August 16, 2007

help

I broke down today and asked for help. My rector and I meet every Thursday to pray, meditate on Scripture, and work out our punch-lists for the week. It is my job to pick the passage we look at each week, and I just couldn't look anywhere else, I had to deal with the Gospel for Sunday. We had a great conversation about it. I was challenged with questions like:

"How do you want the congregation to leave your sermon? Do they have to feel good? Can they leave the sermon annoyed and offended?

"Is it possible to ask the congregation to do something that you yourself aren't willing to do?"

What I came to realize in the course of our discussion was how distressed Jesus is. I normally read this as an angry Jesus, lashing out against a stiff-necked people. But what I see today is Jesus, the God-man, in agony. "I came to bring fire to the earth, and how I wish it were already kindled!" What if that means, "I can't believe I had to come to earth to do this. I don't want to be the fire that purifies you, I want you to do it yourself! Oh that you, your ancestors, and those who will come after you could have maintained our relationship on your own!"?

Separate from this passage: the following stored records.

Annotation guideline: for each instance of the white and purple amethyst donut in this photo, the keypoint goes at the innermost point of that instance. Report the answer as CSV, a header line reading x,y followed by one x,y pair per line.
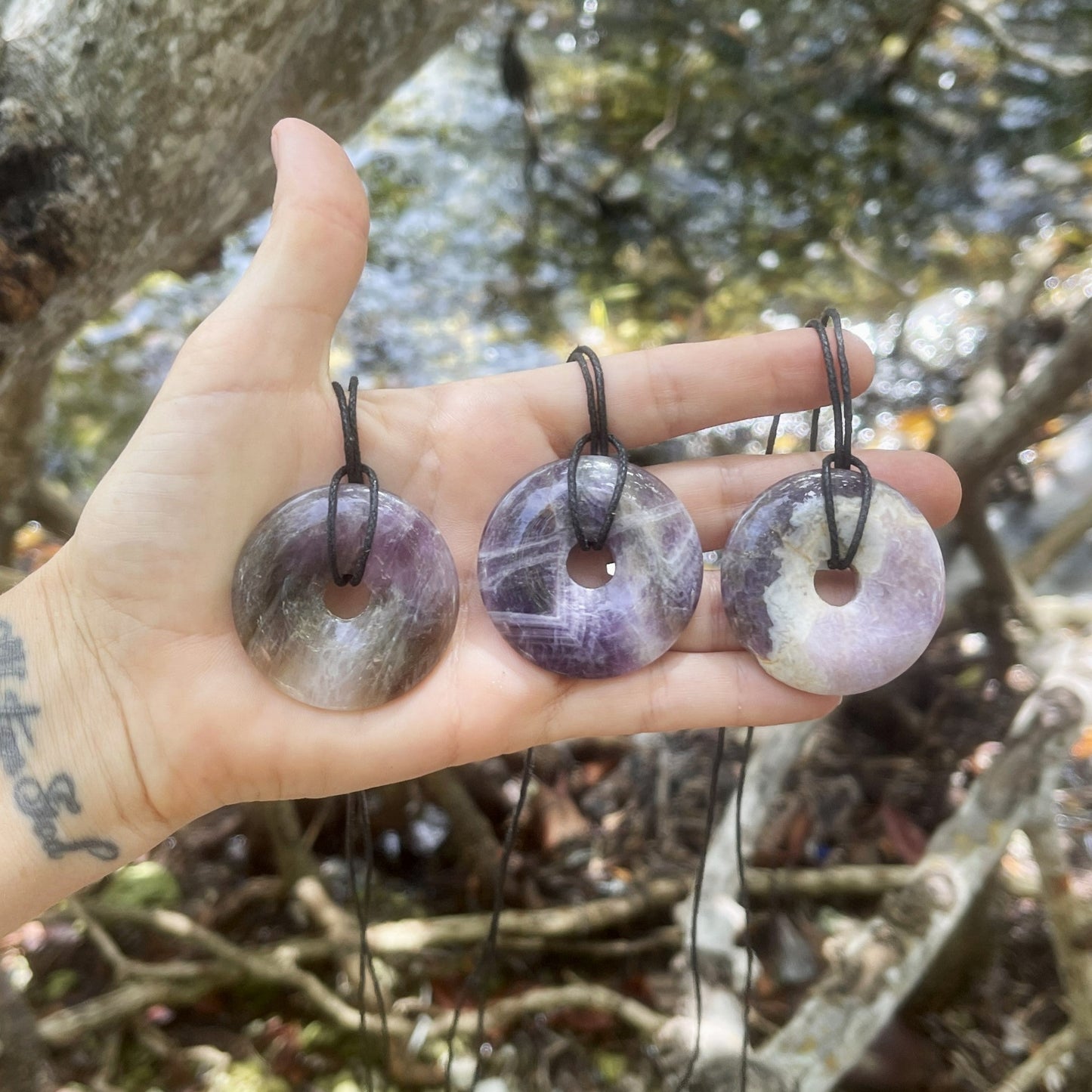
x,y
768,586
557,623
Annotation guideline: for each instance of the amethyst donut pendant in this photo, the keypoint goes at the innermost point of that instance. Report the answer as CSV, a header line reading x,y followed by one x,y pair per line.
x,y
277,600
558,623
768,586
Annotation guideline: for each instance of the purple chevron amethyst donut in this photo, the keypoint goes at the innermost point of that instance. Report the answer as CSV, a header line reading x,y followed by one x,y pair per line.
x,y
768,586
277,599
558,623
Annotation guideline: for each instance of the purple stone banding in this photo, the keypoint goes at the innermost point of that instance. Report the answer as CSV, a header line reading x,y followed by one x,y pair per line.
x,y
768,586
281,580
590,633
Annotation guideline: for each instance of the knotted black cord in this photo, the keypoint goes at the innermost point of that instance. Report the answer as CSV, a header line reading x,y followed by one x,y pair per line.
x,y
357,822
488,952
601,441
843,432
355,471
838,383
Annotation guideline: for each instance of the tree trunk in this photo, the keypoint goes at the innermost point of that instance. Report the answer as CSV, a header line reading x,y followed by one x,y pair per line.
x,y
135,135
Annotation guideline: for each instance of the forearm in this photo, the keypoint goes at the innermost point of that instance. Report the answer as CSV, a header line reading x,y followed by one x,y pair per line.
x,y
63,819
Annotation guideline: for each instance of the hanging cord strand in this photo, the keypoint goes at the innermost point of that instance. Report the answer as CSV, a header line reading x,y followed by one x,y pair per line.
x,y
699,880
355,472
472,988
741,864
842,458
357,824
745,902
358,828
600,441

I realized today that God didn't want to have to come to earth. God didn't want to have to subject his Son, himself, to the agony of the cross; a physical AND spiritual pain beyond our comprehension. We were created out of love so that we might love God and love one another. But we just can't do it. We can't kindle that fire of purification on our own. We need God to restore that relationship, because no matter how hard we try, we screw it up, each and every time.

You can predict the weather! But you can't figure out this relationship with God thing? What is wrong? Why did it have to come to this? Jesus is distraught. He will soon be in the Garden, wondering if maybe it doesn't have to be this way, maybe the cup can pass from his lips, maybe this particular baptism doesn't have to happen. But it does. We need help, and God knows that help can only come through him, through whom all things were made, and all things will be again made perfect.

6 comments:

Ben Rockwell said...

Steve...good stuff.

It's been nice seeing you struggle with this passage as I about flipped when I read the Gospel for Sunday earlier this week.

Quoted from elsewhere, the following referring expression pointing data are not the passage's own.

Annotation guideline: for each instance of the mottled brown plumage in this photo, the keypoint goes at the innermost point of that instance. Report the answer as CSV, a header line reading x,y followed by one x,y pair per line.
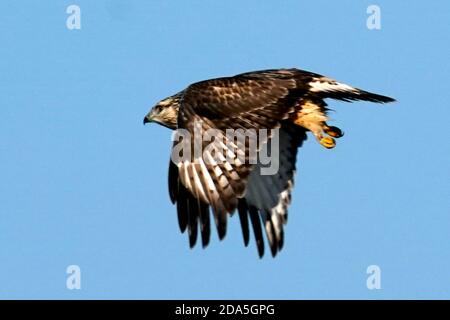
x,y
290,100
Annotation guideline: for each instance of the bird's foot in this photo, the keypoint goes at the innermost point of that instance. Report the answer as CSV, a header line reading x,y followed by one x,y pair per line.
x,y
327,142
326,137
335,132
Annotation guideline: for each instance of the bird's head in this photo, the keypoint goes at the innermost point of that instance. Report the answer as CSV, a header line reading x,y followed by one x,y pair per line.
x,y
165,112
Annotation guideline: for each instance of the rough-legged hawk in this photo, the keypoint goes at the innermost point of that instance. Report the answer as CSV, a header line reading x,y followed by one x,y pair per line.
x,y
225,177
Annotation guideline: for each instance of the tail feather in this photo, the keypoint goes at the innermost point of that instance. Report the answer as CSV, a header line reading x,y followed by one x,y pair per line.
x,y
328,88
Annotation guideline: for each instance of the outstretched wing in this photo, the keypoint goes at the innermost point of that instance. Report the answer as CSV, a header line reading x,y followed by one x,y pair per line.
x,y
246,103
268,196
263,207
221,180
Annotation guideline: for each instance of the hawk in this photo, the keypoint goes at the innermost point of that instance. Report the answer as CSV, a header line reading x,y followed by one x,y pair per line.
x,y
290,101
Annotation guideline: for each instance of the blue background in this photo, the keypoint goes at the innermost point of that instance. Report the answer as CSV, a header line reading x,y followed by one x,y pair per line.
x,y
83,182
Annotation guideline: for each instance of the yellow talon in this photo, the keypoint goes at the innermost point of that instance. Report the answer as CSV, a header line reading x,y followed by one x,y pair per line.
x,y
328,142
335,132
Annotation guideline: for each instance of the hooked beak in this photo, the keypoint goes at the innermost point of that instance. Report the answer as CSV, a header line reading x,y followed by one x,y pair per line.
x,y
147,119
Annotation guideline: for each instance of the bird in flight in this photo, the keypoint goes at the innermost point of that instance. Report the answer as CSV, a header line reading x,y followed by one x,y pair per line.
x,y
289,102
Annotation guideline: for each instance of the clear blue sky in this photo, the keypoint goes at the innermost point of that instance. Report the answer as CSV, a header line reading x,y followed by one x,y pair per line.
x,y
83,182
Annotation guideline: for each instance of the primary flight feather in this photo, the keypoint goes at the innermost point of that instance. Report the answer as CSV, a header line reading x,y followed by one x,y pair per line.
x,y
288,100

I'm not sure what I'll have to say, but I, too, see a distraught Jesus and an angry Jesus and a Jesus who is different from the one portrayed on the wall border of my office.*

This is a Jesus who is saying the opposite of what is foretold in the infancy narratives: houses will be divided and not united, division will come and not peace.

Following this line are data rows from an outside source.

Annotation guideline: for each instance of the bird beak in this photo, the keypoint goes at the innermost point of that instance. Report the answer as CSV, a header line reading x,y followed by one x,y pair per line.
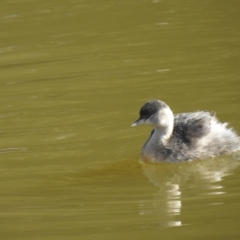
x,y
139,121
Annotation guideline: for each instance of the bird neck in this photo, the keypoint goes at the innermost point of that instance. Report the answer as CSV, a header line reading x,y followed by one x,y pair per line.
x,y
165,127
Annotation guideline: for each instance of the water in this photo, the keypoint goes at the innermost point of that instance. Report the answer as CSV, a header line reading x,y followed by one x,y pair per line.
x,y
73,77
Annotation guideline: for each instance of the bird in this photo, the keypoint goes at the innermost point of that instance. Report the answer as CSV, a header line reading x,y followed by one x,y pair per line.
x,y
184,136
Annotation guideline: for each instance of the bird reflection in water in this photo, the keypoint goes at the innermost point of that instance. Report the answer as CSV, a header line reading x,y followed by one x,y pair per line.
x,y
182,181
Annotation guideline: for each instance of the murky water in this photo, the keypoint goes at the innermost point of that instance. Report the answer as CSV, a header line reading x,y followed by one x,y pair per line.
x,y
73,75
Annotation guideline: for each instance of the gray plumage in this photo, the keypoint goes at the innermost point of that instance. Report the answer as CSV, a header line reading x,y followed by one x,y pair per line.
x,y
184,136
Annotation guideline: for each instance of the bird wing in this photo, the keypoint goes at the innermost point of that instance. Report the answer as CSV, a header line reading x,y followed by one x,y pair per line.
x,y
192,126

Good luck with this text and with this sermon. This is a great text for prophetic preaching. The challenge, as I see it, is to both challenge and edify without completely alienating and pissing off.

spankey said...

thanks ben,

i'd love to hear your sermon if you record them (or read it if, like me, you still type them). I'll be praying for you!

Ben Rockwell said...

I guess I should add whatever it was I was putting an (*) next to. The wall border (which was on the wall before I got there) has an image of Jesus ascending like Dean Horne slammed in our commencement address. White Jesus abounds, and I'm not sure there is a single depiction of the crucified Jesus on there...simply happy, smiling, and glowing Jesus.

Sammy said...

Thanks for cyber-thinking out loud, Steve. I've got to preach on this text tomorrow, too, and nobody I've talked to this week has been real happy about it. I'm not ready to say unequivocally that "God didn't want to come down here," but it's good to read your thoughts about how distressed (sunekomai for Greek geeks) Jesus was about what he had to do. Good stuff. Hope I don't butcher it and spew heresy all over NW DC in the morning. I'll pray for you; you pray for me.

spankey said...

Sammy,
Thanks for using the h word. I think I'll be teetering on the edge of heresy this Sunday, and I think I'm ok with it. I feel like my interpretation is about as offensive as the text itself. I'll let you know if I'm in need of a job on monday.

Sammy said...

2:46 p.m. on Sunday:

All in all, it could've been much worse here. Hope you parked it.